Have view a number of web sites for screens and many list fiamma coverglas screens as 2000 onwards and post 2006. I have a 1995 Ducato..can anyone tell me if any of these would fit or advise me where I can find some that do.


----------



## Fuzzyfelts (Apr 23, 2007)

I think you van would come under the section Ducato 1994-1999. Try putting silver screens into search on Ebay - there seems to be a good selection of internal screens on there but the breakdown of the years on the van bases may give you some idea. You could also try Taylormade, 01484 661918, she is always very helpful. Hope this helps


----------



## Burneyinn (Oct 27, 2006)

Hi, we have a set of external silver screens that we used on our 1999 Kon Tiki. Still in excellent condition.

I'm going to have a sort out of our redundant bits and will probably put them all on ebay, with a link here, when we've no more holidays iminent.

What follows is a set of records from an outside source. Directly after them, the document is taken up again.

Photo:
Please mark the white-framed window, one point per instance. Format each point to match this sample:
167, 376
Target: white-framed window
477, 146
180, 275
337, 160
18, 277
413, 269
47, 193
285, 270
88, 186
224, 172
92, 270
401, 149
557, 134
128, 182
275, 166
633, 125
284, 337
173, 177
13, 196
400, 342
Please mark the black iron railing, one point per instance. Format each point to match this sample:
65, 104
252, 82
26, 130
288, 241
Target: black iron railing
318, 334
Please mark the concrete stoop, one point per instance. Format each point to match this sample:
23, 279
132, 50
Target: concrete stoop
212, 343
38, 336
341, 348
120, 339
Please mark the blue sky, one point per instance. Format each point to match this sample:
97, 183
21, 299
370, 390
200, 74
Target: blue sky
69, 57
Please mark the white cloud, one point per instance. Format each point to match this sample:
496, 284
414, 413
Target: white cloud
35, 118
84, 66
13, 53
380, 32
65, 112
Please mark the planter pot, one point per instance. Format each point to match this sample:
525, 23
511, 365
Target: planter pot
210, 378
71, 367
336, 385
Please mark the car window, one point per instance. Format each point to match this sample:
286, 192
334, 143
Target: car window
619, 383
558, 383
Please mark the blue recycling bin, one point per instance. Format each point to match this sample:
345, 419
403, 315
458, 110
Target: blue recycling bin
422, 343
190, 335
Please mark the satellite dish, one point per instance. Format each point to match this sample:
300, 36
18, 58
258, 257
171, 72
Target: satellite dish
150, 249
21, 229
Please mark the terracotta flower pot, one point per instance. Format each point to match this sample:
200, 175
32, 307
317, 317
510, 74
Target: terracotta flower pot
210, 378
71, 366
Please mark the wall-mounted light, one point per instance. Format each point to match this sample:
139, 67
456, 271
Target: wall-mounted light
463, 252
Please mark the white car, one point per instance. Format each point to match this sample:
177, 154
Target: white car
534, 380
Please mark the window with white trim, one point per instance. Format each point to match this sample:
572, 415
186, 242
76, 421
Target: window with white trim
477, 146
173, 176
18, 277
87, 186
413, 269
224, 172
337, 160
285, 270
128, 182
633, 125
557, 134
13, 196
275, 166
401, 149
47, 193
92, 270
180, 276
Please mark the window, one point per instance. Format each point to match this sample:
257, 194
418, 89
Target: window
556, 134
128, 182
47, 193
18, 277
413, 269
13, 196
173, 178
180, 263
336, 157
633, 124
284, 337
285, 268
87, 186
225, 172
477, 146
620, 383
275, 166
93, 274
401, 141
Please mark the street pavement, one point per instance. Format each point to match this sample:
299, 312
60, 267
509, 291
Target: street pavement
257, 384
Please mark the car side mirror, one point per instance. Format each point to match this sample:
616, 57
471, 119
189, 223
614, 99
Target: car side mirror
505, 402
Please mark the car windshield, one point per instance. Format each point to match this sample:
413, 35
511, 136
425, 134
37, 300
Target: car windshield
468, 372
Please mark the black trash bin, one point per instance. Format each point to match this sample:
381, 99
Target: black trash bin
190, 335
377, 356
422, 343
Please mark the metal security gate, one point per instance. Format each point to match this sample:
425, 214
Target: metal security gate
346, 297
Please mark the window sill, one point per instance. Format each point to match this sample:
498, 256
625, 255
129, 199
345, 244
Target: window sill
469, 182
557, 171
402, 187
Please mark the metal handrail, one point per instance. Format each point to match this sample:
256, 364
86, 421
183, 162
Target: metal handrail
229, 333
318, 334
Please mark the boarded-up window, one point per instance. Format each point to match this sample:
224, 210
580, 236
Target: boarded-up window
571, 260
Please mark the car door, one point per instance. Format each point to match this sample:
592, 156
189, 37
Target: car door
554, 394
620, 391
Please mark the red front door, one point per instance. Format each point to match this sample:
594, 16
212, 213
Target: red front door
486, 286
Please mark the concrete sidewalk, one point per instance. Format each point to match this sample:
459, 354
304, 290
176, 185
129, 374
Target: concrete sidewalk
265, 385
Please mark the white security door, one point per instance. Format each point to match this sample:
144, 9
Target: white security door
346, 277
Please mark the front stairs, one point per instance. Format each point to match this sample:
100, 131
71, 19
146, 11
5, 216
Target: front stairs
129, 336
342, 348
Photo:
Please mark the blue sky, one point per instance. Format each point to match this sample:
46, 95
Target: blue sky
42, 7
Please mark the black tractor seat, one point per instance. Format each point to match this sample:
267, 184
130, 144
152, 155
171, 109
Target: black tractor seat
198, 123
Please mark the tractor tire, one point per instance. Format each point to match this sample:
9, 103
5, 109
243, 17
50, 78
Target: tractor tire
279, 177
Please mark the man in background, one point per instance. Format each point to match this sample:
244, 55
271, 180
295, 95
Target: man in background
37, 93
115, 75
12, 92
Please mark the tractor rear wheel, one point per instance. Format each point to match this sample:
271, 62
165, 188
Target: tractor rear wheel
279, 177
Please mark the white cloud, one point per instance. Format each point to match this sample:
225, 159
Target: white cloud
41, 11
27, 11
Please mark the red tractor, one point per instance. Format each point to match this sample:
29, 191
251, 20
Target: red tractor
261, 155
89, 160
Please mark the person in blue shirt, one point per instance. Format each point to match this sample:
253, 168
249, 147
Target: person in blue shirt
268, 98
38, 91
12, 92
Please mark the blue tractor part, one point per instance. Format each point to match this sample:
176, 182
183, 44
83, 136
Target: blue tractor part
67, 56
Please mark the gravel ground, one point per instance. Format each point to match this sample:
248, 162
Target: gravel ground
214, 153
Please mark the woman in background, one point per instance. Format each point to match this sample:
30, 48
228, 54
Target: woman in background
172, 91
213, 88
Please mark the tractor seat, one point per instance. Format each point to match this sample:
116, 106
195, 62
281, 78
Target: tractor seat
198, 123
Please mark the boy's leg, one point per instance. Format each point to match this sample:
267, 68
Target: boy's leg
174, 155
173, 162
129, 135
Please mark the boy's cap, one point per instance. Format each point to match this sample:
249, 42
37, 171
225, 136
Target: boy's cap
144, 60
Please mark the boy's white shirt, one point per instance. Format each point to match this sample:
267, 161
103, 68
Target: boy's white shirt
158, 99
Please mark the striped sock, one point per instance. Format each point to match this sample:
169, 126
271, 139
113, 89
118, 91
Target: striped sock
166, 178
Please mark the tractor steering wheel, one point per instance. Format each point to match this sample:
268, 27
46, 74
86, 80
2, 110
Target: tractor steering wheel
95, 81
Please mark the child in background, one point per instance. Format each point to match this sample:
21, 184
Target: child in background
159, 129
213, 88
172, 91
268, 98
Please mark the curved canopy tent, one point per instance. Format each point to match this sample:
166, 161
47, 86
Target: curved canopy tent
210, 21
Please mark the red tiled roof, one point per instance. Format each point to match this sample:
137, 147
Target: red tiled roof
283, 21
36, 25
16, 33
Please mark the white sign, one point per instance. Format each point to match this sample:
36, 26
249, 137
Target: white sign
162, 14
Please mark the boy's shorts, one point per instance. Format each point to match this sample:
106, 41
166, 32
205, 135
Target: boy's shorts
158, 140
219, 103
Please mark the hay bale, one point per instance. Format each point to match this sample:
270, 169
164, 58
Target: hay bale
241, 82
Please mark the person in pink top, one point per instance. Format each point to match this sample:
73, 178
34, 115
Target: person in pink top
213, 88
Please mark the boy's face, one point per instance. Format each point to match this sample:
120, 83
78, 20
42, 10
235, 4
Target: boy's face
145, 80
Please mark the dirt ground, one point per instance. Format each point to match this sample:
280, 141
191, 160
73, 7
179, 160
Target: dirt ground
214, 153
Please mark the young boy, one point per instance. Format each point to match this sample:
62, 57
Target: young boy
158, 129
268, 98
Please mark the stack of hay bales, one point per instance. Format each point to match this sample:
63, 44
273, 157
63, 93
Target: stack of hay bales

If you are interested in the meantime send me a pm.


----------



## johnandcharlie (May 2, 2007)

I've just bought Taylormade ones for my '99 Ducato. They seem very good so far. They're on the van at the moment. Last night I didn't need to draw the curtains. Today I've had the top half of folded down, although I've had to put some clothes pegs on to stop the wind blowing it up again! Worth giving them a ring.


----------



## 105353 (Jun 22, 2007)

Hi Johnny boy,

There's a firm on Ebay listing Fiamma Screens, The item number is 230152434854, They are charging £34.95 buy it now, p&p £7.87.
If you don't have Ebay you can contact them 01227 372222 & its Lifestyle Liesure in Kent.

Hope this helps K&D.


----------



## 104608 (May 19, 2007)

Thanks for all your replies....I purchased a Fiamma blind listed for the 2000-2006 model and it fits fine.


----------